The evaluation of a patient with KS by an ENT specialist should be followed by a comprehensive examination of the skin and abdominal area to check for the presence of visceral lesions. Symptoms such as fever, night sweats, and weight loss should be noted, along with the patient's immunological status, including CD4 count and viral load.

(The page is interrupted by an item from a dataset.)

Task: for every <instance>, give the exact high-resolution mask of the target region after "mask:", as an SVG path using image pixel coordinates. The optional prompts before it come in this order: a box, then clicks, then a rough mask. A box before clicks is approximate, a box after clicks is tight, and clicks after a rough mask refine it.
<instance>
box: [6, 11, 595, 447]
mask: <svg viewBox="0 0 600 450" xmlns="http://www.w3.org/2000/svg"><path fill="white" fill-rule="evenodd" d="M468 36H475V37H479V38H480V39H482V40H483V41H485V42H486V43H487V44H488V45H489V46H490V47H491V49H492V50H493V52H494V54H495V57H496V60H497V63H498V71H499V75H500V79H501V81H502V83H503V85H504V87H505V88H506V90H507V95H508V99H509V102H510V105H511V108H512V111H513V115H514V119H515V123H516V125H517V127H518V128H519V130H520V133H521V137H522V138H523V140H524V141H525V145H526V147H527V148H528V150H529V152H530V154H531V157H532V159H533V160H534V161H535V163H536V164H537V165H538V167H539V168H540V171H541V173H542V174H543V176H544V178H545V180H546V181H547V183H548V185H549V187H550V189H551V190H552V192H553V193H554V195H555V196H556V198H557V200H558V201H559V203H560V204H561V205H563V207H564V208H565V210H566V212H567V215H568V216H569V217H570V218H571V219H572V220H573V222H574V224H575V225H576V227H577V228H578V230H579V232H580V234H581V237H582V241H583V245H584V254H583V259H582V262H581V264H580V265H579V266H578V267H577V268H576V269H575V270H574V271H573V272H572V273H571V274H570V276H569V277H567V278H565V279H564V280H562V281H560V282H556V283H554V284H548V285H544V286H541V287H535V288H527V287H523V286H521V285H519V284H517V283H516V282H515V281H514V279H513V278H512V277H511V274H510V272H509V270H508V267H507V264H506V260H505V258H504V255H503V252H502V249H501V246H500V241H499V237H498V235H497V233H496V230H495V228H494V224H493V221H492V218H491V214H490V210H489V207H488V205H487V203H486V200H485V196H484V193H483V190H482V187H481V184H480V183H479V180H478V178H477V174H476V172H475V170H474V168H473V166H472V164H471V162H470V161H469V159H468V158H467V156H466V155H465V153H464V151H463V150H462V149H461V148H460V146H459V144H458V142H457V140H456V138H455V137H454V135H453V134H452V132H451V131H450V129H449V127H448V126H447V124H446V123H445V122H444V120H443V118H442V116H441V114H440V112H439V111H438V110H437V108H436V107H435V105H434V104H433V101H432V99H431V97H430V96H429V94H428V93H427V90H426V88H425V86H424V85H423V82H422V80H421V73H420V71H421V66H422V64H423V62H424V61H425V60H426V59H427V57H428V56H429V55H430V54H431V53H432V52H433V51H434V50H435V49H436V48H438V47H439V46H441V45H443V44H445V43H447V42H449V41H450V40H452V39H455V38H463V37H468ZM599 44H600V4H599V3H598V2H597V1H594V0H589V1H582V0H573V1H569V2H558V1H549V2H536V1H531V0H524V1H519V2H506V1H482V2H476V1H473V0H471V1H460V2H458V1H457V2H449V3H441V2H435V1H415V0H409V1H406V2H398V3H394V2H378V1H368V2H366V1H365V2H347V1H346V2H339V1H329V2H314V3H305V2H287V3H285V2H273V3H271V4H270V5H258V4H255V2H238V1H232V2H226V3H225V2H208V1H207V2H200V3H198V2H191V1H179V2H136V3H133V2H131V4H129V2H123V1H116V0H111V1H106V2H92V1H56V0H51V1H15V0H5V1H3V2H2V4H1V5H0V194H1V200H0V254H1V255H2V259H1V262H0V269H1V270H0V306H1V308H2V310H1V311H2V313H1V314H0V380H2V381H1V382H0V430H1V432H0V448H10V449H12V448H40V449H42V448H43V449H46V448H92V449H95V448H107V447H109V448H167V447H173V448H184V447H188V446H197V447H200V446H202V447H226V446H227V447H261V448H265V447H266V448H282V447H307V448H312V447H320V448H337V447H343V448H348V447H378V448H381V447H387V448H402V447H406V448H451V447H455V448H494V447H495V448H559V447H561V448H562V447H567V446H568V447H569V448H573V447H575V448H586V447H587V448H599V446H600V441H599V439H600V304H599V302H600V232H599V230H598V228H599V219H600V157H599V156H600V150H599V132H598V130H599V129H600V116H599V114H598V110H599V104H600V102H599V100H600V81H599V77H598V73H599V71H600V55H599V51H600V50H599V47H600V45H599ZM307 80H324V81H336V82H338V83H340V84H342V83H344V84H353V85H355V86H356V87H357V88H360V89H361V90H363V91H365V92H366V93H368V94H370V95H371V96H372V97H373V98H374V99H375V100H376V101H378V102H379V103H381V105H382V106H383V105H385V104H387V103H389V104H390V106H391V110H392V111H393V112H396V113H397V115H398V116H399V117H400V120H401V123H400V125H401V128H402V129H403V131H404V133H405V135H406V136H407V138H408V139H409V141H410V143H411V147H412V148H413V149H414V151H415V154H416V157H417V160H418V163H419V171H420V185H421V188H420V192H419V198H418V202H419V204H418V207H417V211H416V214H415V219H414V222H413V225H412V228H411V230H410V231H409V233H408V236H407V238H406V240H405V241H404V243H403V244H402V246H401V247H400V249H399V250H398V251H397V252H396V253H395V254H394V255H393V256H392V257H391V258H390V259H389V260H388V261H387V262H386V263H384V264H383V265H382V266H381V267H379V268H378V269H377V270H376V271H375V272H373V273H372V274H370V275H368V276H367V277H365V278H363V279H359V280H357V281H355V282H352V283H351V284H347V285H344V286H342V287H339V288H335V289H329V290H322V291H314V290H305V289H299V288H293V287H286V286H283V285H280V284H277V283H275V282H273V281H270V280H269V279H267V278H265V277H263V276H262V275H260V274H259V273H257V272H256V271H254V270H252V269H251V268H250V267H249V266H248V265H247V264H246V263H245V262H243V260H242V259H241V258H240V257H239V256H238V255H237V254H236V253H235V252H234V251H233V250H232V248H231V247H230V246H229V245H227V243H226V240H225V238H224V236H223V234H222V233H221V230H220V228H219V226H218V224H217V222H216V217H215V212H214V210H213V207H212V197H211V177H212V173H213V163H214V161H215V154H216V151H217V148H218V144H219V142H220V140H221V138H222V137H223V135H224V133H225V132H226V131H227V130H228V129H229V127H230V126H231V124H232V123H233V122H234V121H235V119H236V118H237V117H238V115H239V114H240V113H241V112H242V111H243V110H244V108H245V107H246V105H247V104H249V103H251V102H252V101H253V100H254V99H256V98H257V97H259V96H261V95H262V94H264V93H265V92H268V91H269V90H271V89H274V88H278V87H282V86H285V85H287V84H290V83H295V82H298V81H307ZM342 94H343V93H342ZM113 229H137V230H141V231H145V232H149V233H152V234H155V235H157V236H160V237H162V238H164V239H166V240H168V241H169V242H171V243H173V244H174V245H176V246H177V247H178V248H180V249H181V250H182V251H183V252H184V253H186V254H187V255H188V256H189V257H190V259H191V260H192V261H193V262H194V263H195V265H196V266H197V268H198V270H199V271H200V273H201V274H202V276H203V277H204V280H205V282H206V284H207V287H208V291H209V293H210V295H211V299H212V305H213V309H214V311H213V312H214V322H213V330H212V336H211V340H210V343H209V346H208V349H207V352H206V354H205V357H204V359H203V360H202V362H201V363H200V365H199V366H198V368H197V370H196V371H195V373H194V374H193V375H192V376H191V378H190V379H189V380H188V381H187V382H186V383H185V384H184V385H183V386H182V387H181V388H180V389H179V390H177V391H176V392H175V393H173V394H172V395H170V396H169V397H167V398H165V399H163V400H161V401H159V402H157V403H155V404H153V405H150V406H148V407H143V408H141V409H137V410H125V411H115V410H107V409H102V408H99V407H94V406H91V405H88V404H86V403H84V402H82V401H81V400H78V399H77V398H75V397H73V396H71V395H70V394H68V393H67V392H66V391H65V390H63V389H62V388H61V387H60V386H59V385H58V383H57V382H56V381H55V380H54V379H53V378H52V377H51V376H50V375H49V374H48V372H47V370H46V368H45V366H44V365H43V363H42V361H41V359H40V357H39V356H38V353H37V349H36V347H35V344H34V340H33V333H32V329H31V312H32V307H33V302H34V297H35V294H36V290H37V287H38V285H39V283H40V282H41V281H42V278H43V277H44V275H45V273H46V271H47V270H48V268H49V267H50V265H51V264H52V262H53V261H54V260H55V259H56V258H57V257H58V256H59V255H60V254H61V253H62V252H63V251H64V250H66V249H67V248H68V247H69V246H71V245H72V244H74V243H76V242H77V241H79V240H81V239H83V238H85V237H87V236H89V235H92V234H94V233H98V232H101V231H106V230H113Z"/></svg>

Tonsillar involvement is very rare, and only fourteen cases have been reported in the literature over the past 10 years (23-26). Furthermore, based on the available evidence, this represents the first case report of a patient affected by KS and syphilis infection.

Conclusions

Since the introduction of Highly Active Anti-Retroviral Therapy (HAART), there has been a significant increase in the survival of HIV-infected patients. Consequently, there has been increased attention on the neoplastic pathologies associated with AIDS in these individuals. These include Kaposi sarcoma (KS), non-Hodgkin's lymphoma, and invasive cervical cancer. These malignancies are known as AIDS-defining malignancies (ADMs) and their incidence rate appears to be significantly higher in the advanced stages of the disease. KS frequently appears in the oral cavity and often serves as the initial sign that leads to the disease’s diagnosis. However, tonsillar localization of KS is extremely rare compared to other sites in the oral cavity. In cases of suspected tonsillar KS, it is advisable to perform a biopsy to obtain histological confirmation and, if the patient does not report seropositivity for HIV, a test should be offered and performed. Furthermore, investigation of other body areas (such as the skin and abdominal viscera) should be done to check for possible secondary involvement. In our experience, tonsillectomy has been found to be an effective treatment for local disease control however, for proper patient management, a multidisciplinary team consisting of infectious disease specialists, pathologists, and oncologists is required.

Acknowledgment

Conflict of interest: All authors have no conflict of interest to declare. This research did not receive any specific grant from funding agencies in the public, commercial, or not-for-profit sectors.